Virginia lawmakers approved a number of bills on Tuesday, including several aimed at increasing worker protections. Among those is a bill passed by the Virginia House of Delegates proposing that Virginia increase its $7.25 minimum wage to $15 by 2025. It won with 55 votes in support and 45 against.
Virginia has fallen behind many other states by maintaining a minimum wage at the federal standard, and this bill seeks to raise wages steadily following a jump to $10 an hour in July:
[This bill increases] the minimum wage from its current federally mandated level of $7.25 per hour to $10 per hour, effective July 1, 2020; to $11 per hour, effective July 1, 2021; to $12 per hour, effective July 1, 2022; to $13 per hour, effective July 1, 2023; to $14 per hour, effective July 1, 2024; and to $15 per hour, effective July 1, 2025, unless a higher minimum wage is required by the federal Fair Labor Standards Act (FLSA).
The Virginia Senate approved a similar bill seeking to steadily increase the minimum wage, though by a tighter margin of 21 in support and 19 against.

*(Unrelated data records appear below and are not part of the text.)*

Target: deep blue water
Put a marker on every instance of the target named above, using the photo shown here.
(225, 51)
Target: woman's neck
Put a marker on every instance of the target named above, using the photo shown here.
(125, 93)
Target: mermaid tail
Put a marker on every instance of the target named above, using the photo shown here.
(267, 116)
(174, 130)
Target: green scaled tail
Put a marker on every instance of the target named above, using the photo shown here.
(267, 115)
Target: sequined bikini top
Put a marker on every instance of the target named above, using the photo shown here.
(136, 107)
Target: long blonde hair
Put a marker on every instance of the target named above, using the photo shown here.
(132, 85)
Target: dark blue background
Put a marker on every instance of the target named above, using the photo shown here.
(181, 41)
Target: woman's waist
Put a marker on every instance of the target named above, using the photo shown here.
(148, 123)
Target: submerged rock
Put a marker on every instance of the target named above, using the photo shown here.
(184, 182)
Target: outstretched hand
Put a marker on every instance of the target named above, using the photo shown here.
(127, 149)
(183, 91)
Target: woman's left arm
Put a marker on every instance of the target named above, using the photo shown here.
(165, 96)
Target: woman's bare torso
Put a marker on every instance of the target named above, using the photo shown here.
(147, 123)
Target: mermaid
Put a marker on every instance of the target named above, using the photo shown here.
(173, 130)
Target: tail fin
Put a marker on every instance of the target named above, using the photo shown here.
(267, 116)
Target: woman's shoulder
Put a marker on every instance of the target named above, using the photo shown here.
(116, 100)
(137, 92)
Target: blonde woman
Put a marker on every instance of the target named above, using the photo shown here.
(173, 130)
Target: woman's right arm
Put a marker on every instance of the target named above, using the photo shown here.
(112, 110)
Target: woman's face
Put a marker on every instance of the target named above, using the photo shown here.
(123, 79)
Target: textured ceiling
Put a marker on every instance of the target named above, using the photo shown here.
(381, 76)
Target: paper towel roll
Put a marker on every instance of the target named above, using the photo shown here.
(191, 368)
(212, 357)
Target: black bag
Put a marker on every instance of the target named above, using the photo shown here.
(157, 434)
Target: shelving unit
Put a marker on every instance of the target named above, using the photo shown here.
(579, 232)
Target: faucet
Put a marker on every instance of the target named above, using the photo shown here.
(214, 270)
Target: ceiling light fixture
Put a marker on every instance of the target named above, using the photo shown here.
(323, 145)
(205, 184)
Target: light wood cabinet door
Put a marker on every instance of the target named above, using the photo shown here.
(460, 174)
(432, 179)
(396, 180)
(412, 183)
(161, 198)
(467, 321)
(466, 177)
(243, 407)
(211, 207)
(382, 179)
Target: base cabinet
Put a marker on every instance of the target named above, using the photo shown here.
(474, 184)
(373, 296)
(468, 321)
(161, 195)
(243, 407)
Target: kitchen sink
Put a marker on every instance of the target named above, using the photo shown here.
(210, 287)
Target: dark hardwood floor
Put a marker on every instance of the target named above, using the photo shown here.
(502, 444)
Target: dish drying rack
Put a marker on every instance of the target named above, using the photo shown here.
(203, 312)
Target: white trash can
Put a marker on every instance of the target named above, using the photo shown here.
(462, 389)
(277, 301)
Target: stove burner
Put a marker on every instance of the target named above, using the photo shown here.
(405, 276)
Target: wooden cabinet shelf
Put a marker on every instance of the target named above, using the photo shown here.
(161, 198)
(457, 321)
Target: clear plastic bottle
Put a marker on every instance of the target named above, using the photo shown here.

Virginia’s House also supported a measure on Monday to repeal their prohibition on collective bargaining by public employers and create a Public Employee Relations Board to serve as a bargaining representative: “The measure requires public employers and employee organizations that are exclusive bargaining representatives to meet at reasonable times to negotiate in good faith with respect to wages, hours, and other terms and conditions of employment.”
This bill moved to the Senate committee Tuesday.
The final day for Governor Ralph Northam to vote on the approved legislation is April 6.